O Peregrino:

(by Miss Blue)

Mr Budget, de certeza que uma busca rápida no Google vai esclarecer todas as dúvidas – Santiago do Cacém deve estar na rota dos caminhos para o outro, mais a norte, de Compostela. Além disso, tem um castelo que data do século 8, o que lhe confere uma seriedade bastante respeitável; e uma igreja matriz que dá vontade de casar só para começar uma vida nova com vista para o futuro que se estende até ao mar. Não é uma vila bonita, mas compensa o que lhe falta em beleza com carradas de história e um hotel muitíssimo interessante. O Caminhos de Santiago resulta da fusão entre a antiga pousada e um projecto arquitectónico inovador, que cria uma harmonia verdadeiramente dissonante na paisagem em redor. Mas como nós gostamos é de mais comida e menos conversa, passo a explicar o que me fez perder por esta zona: este hotel tem um restaurante, apelidado de “O Peregrino”, com carta da autoria do chefe José Júlio Vintém e que se propõe a destacar o melhor que a gastronomia alentejana tem para oferecer – motivo mais que suficiente para uma deslocação cheia de fé.
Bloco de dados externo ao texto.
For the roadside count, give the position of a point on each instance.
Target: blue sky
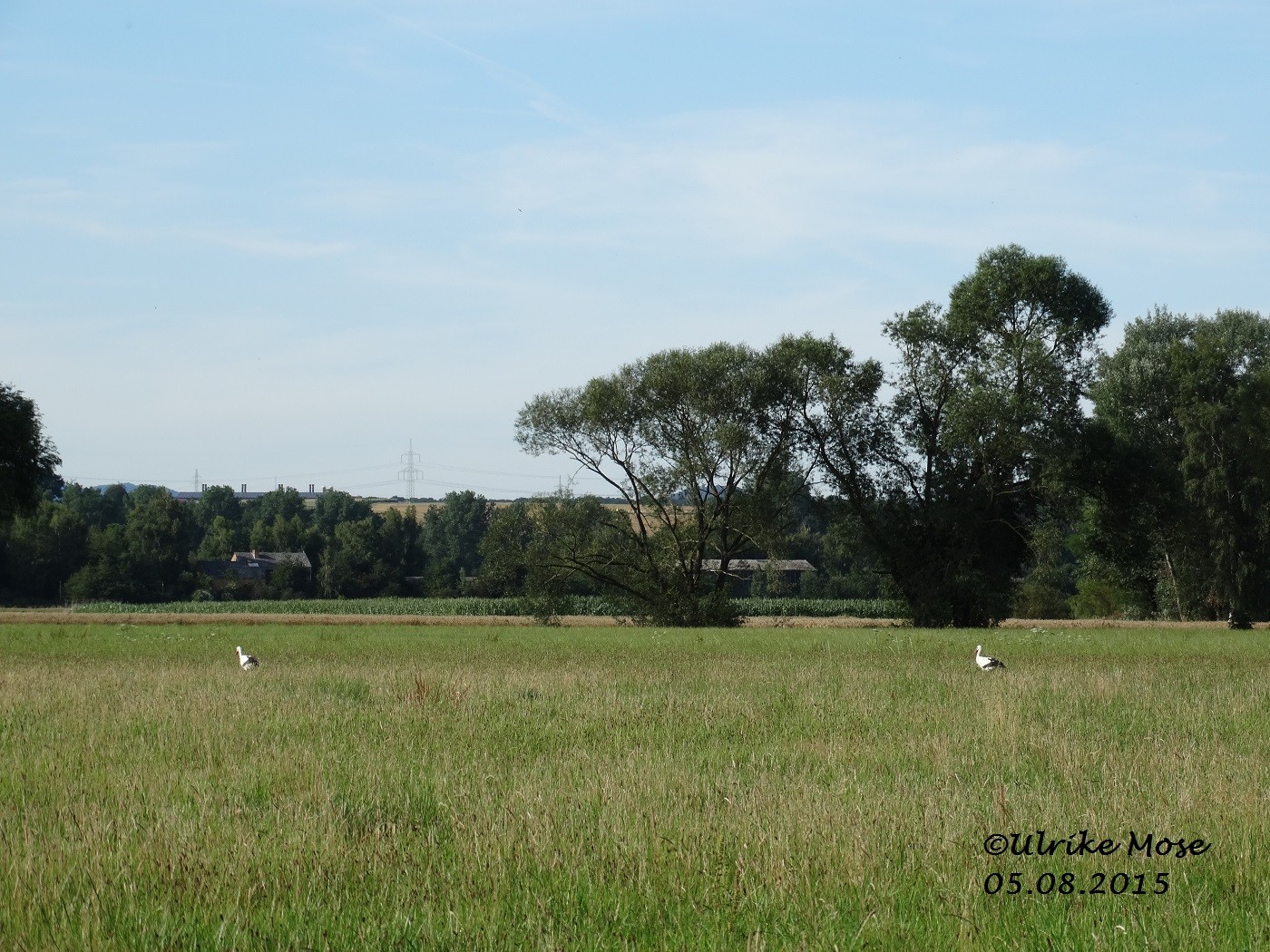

Tive a oportunidade de provar o jantar e o brunch neste restaurante, e, no espírito devoto em que estou, recomendo ambos vivamente – embora o jantar custe mais que o pequeno-almoço e a estadia juntos.
Provados e aprovadíssimos foram o couvert, com queijo fresco de cabra; manteiga de cabra com alecrim e peixinhos da horta com  feijão-verde de verdade e o pão alentejano fresco e torrado servido num saco de pão à antiga em cima da mesa. A entrada que escolhemos, um queijo de cabra assado no forno com alho, azeite e mel era muito saboroso, mas não particularmente inspirado. Já os pratos principais limparam qualquer dúvida que tivesse restado no prato da entrada: um bacalhau gratinado com espargos verdes e salada de espinafres frescos e um lombo de porco confitado com maçã e servido com arroz cremoso de courgette provocaram silêncios saboreados em comunhão perfeita com o momento. Todos os ingredientes tinham o peso certo e o protagonismo temporal exacto para que o próximo se lhe seguisse ordeiramente, sem empurrar. Tivemos muita pena de não provar a garoupa corada com açorda de poejos, mas demorava 40 minutos a preparar e a vontade de provar tudo não estava de acordo com tamanha espera. Bebemos um Herdade dos Grous a acompanhar, impecável como sempre, que nunca dominou qualquer sabor do prato. Para finalizar, porque ir ao Alentejo e não comer sobremesa é um pecado capital, dividimos uma torta de laranja recheada com compota da mesma e redução de Porto que estava fresca, doce e absolutamente divina. Devo acrescentar uma nota, Mr Budget. Ir a um restaurante com estes pratos e estas características com uma criança podia ser um enorme foco de tensão. Mas não foi. Porque a contar com os pequenos visitantes, até há um prato de salsichas com ovos e arroz que, apesar dos ingredientes plebeus, se apresenta com o mesmo bom aspecto dos restantes pratos e em formas quadradas, o que diverte e dá um sentimento de importância às Pessoas Pequenas, que também provam e saboreiam como se soubessem o que estão a fazer. Também há gelados caseiros de frutas locais que acabam as refeições de forma saudável e nada indutora de stress por causa do chapéu do Pingu.
Acrescento ainda uma nota de mérito absoluto ao brunch do dia seguinte: servir iogurtes caseiros, compotas de figo e de abóbora, fatias douradas e bolos quentinhos à fatia é um sonho tornado realidade para qualquer pessoa que sonhe com pequenos-almoços de rei. Mr Budget, é demasiado fácil passar a acreditar num ser superior depois de tanta religiosidade posta no bom trabalho e nos magníficos ingredientes da cozinha neste local. Peregrine até lá e aproveite para comungar, sem necessidade de confissão.